Between the Lines: Phillip Chidavaenzi

A FEW weeks ago, my wife and I had a meeting with award-winning author, Shimmer Chinodya, during which we had a wide-ranging discussion around literary issues and the country’s book industry.

As we wrapped up the meeting, the veteran author said something that created echoes in me:

“Write, you still have the energy. We have played our part,” he said.

After the meeting, my wife said we should organise more meetings with other established writers such as Charles Mungoshi.

On Friday last week, while at a friend’s office in Harare, as fate would have it, I had a chance meeting with Tinashe Tashinga Mungoshi, a son to one of the late Mungoshi’s brothers — known in music circles as T-Nash.

Our conversation gravitated towards Mungoshi, and T-Nash said his uncle was irreplaceable.

“It’s not a matter of replacing him,” I said. “But our generation is taking over. No one lives forever, Mungoshi.”

As fate would have it, the following morning at around 3am, I received a WhatsApp message from a friend: “Nenhamo ka dzaVaMungoshi idzi” (My condolences on the death of Mungoshi).

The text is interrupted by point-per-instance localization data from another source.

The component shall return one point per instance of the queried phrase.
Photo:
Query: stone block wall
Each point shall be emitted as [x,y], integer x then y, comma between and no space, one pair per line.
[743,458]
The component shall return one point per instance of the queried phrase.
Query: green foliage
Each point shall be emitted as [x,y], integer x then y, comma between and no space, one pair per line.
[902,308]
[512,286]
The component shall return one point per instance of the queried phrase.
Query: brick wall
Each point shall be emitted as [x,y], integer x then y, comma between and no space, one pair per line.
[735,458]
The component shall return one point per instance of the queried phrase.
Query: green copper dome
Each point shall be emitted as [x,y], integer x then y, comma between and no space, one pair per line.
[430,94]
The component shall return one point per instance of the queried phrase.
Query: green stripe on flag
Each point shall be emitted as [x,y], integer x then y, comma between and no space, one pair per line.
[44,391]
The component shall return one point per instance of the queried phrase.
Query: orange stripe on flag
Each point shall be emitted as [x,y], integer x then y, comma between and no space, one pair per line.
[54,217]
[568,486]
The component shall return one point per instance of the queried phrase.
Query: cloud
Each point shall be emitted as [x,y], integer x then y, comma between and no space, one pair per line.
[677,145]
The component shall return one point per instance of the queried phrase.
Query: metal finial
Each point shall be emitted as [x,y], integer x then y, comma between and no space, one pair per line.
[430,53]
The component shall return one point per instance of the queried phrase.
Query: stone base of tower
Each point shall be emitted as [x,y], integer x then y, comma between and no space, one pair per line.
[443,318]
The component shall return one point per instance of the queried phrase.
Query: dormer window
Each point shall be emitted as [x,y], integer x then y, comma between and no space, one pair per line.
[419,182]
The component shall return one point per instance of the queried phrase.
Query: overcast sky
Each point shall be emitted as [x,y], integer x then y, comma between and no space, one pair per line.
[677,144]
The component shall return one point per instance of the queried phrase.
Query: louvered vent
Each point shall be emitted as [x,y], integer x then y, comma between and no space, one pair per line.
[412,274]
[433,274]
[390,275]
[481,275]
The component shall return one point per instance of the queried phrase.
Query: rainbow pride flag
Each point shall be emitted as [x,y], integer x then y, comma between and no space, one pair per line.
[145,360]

I could not believe it, until another colleague, who is very close to the Mungoshi family, sent a similar message a few hours later.

The news took me down the corridor of time to my high school years, during which I first encountered Mungoshi through his works. Two books — Ndiko Kupindana Kwamazuva (1975) and Kunyarara Hakusi Kutaura? (1983) — particularly made a lasting impression on my mind.

The use of internal monologue and stream of consciousness demonstrated that Mungoshi was way, way ahead of his time. He was bold and creative, and that allowed him to scale boundaries in the literary world.

I fell in love with that stylistic device so much that when I wrote my third novel, The Latter Rain, published in 2015, I adopted a similar style, but with a few elaborations, in which the author shared the narrating of the story with the characters.

It was only several years after high school, when I joined the now-defunct Budding Writers Association of Zimbabwe (BWAZ) somewhere in the backwaters of Harare in Mbuya Nehanda Street, during the pubescent moments of my writing career, that I met Mungoshi in person for the first time.

It was an overwhelming moment for a milk-nosed aspiring writer who thought he had something going. But it was an equally humbling moment that proved to me that I had not yet started. The insights he shared with me have significantly contributed to the writer I am today.

During that time, Mungoshi contributed pieces to the BWAZ’s publication, The Writers Scroll, and I gleaned a lot of priceless lessons from them like grains of gold.

What I have particularly found fascinating about Mungoshi’s writing style is its cinematic feel, the realness of his characters and the crispness of his dialogue. Whether it is Gharabha and the Old Man in Waiting for the Rain, or Rindai and Rex in Ndiko Kupindana Kwamazuva, or Eric and Martha in Kunyarara Hakusi Kutaura?, the realness is just hauntingly beautiful.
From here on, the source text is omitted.